One of the world's biggest drug firms deliberately buried data showing one of its arthritis medications could slash the risk of Alzheimer's.
Pfizer kept its finding under wraps for more than three years because, it claims, it didn't believe the evidence was strong enough.
It found the link between Alzheimer's and the drug Enbrel when analysing medical insurance claims in hundreds of thousands of people in the US.
People taking Enbrel, an anti-inflammatory used to treat rheumatoid arthritis, appeared to be 64 per cent less likely to develop the memory-robbing disorder.
But after years of discussion, the company decided not to reveal what it had found, according to a document seen by the Washington Post.
Experts are sceptical of the firm's reasons not to share its 'strong' data at a time when scientists are deep into a quest to find an Alzheimer's treatment.
One suggested money – and a desire to not let others capitalise – may have been behind the decision because Enbrel's patent had almost run out.
Internal documents from one of the world's largest pharmaceutical companies, Pfizer, showed it found its rheumatoid arthritis medication, Enbrel (pictured) may be able to reduce someone's risk of developing Alzheimer's disease by as much as two thirds
Researchers working inside the $235billion (£184bn) company reportedly urged bosses to start a clinical trial to delve deeper into what they found in 2015.
This could have involved between 3,000 and 4,000 people, taken four years and cost the firm $80million (£63m), it estimated.
After internal discussions, the New York-based company decided in 2018 not to go ahead with a trial, and not to tell the research community what it had found.
A PowerPoint presentation from a Pfizer meeting the same year, seen by the Post, read: 'Enbrel could potentially safely prevent, treat and slow progression of Alzheimer's disease.'
Pfizer, headquartered in New York (pictured), told the Washington Post it did not believe its findings were scientifically robust enough to publish
Enbrel is the original branded version of etanercept, an anti-inflammatory drug given as an injection to treat rheumatoid arthritis.
Rheumatoid arthritis is an agonising condition that affects around 400,000 people in the UK and 1.3million adults in the US.
Pfizer, the maker of Viagra, first patented etanercept under the name Enbrel in 1998. It was approved for use in the US in the same year.
However, several other drugs that contain etanercept are now available, after the drug giant’s patent ran out after 20 years.
Inflammation in the brain has increasingly become a target for Alzheimer’s researchers in recent years as they continue the quest to find a treatment.
Some believe Enbrel may be able to reduce someone's risk of the condition or slow it down by limiting damaging swelling in the brain.
Pfizer itself admitted in an internal presentation, seen by the Washington Post, that 'Enbrel could potentially safely prevent, treat and slow Alzheimer's’.
However, past research on the effects of different types of anti-inflammatories on Alzheimer's patients have found no evidence to suggest they work.
Defending its decision not to investigate the link further, Pfizer – the maker of Viagra – said it believed the chances of success for a clinical trial were low.
And it added the findings from its insurance claims analysis, which included hundreds of thousands of people, did not meet 'rigorous' scientific standards.
'I find Pfizer's decision really difficult to understand,' Professor Rob Howard, an old-age psychiatry expert at University College London, told MailOnline.
'There's a lot of interest, in Alzheimer's research, in repurposing drugs and if you were to draw up a list of the top 10 with the most interest [Enbrel] would definitely be on there.
'If companies find something like this they've got a responsibility to make it available as soon as possible.
'We're perfectly able to make up our own minds about whether it's nonsense or not.'
Professor Howard said revealing the findings now was not too late but constituted a delay to a research field racing to find a treatment in the face of constant failures.
He added: 'To be fair to drug companies they're not saintly organisations and we have to understand they are commercial entities whose first responsibilities are to their shareholders.
'But without them we wouldn't have new drugs.
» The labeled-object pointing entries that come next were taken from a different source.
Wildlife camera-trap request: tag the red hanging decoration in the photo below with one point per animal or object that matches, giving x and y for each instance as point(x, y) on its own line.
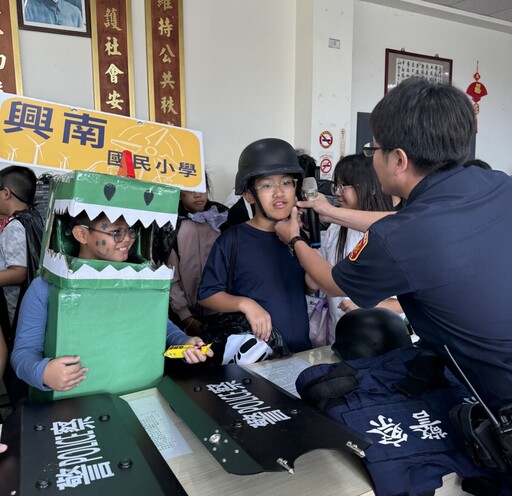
point(476, 90)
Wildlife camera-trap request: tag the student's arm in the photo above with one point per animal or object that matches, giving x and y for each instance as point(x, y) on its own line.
point(175, 336)
point(259, 319)
point(13, 276)
point(28, 358)
point(3, 354)
point(360, 220)
point(178, 299)
point(313, 263)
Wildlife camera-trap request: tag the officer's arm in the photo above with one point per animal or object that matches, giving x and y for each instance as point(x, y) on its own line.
point(360, 220)
point(311, 261)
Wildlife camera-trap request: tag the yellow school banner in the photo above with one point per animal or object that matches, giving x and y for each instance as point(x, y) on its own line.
point(38, 133)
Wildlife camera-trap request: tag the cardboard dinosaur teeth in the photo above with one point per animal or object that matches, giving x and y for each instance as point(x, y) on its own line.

I think they have a bigger responsibility to science.'
More than half a million people in the UK have Alzheimer's, which is the leading cause of dementia and caused by the progressive death of nerves in the brain.
Defending its decision not to investigate the link further, Pfizer – the maker of Viagra – said it believed the chances of success for a clinical trial were low
In 2015, Pfizer analysed of medical insurance claims from about 260,000 people with rheumatoid arthritis and other conditions.
It found people taking Enbrel – an anti-inflammatory drug – appeared to be around 64 per cent less likely to develop Alzheimer's.
The pharma giant uncovered this link when it looked at what drugs patients with Alzheimer's and patients without were taking.